[PATCH v2] media: hantro: Be more accurate on pixel formats step_width constraints
Benjamin Gaignard
benjamin.gaignard at collabora.com
Tue May 17 23:32:19 PDT 2022
Le 17/05/2022 à 19:42, Nicolas Dufresne a écrit :
> Le mardi 17 mai 2022 à 14:26 +0200, Benjamin Gaignard a écrit :
>> On Hantro G2 decoder on IMX8MQ strides requirements aren't the same
>> for NV12_4L4 and NV12 pixel formats. The first one use a 4 bytes padding
>> while the last one needs 8 bytes.
>> To be sure to provide the correct stride in all cases we need:
>> - to relax the constraints on codec formats so set step_width to 4
>> - use capture queue format and not the output queue format when applying
>> the pixel format constraints.
>> - put the correct step_width constraints on each pixel format.
>>
>> Move HEVC SPS validation in hantro_hevc.c to be able to perform it
>> when setting sps control and when starting to decode the bitstream.
>> Add a new test in HEVC SPS validation function to check if resolution
>> is still matching the hardware constraints.
>>
>> With this SAODBLK_A_MainConcept_4 and SAODBLK_B_MainConcept_4 conformance
>> tests files are correctly decoded with both NV12 and NV12_4L4 pixel formats.
>> These two files have a resolution of 1016x760.
>> If step_width = 16 for the both pixel formats the selected capture
> Did you mean is instead of = ? Are you missing "and" somewhere in this sentence
> ?
I mean 'equal' if step_width equal 16 the selected resolution is wrong for NV12_4L4.
>> resolution is 1024x768 which is wrong for NV12_4L4 (which expect 1016x760)

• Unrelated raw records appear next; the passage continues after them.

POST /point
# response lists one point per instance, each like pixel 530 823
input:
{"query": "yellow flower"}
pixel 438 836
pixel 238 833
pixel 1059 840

>> on Hantro G2 on IMX8MQ (but correct for NV12).
>>
>> For other variants than Hantro G2 on IMX8M keep the same step_width to avoid
>> regressions.
>>
>> Fluster HEVC test score is now 128/147 vs 126/147 with the both pixel
>> formats as decoder output.
>> Fluster VP9 test score stay at 147/303.
>>
>> Signed-off-by: Benjamin Gaignard <benjamin.gaignard at collabora.com>
>> ---
>> version 2:
>> - Add a HEVC SPS validation function to be used when
>> setting the control and start decoding.
>> I hope that is what Nicolas expects in his remark on v1.
>>
>> drivers/staging/media/hantro/hantro_drv.c | 12 +++---
>> drivers/staging/media/hantro/hantro_hevc.c | 28 +++++++++++++
>> drivers/staging/media/hantro/hantro_hw.h | 2 +
>> drivers/staging/media/hantro/hantro_v4l2.c | 2 +-
>> drivers/staging/media/hantro/imx8m_vpu_hw.c | 40 +++++++++++++++++--
>> .../staging/media/hantro/rockchip_vpu_hw.c | 32 +++++++++++++++
>> .../staging/media/hantro/sama5d4_vdec_hw.c | 16 ++++++++
>> drivers/staging/media/hantro/sunxi_vpu_hw.c | 16 ++++++++
>> 8 files changed, 137 insertions(+), 11 deletions(-)
>>
>> diff --git a/drivers/staging/media/hantro/hantro_drv.c b/drivers/staging/media/hantro/hantro_drv.c
>> index 377dcc1d19de..5aac3a090480 100644
>> --- a/drivers/staging/media/hantro/hantro_drv.c
>> +++ b/drivers/staging/media/hantro/hantro_drv.c
>> @@ -253,6 +253,11 @@ queue_init(void *priv, struct vb2_queue *src_vq, struct vb2_queue *dst_vq)
>>
>> static int hantro_try_ctrl(struct v4l2_ctrl *ctrl)
>> {
>> + struct hantro_ctx *ctx;
>> +
>> + ctx = container_of(ctrl->handler,
>> + struct hantro_ctx, ctrl_handler);
>> +
>> if (ctrl->id == V4L2_CID_STATELESS_H264_SPS) {
>> const struct v4l2_ctrl_h264_sps *sps = ctrl->p_new.p_h264_sps;
>>
>> @@ -268,12 +273,7 @@ static int hantro_try_ctrl(struct v4l2_ctrl *ctrl)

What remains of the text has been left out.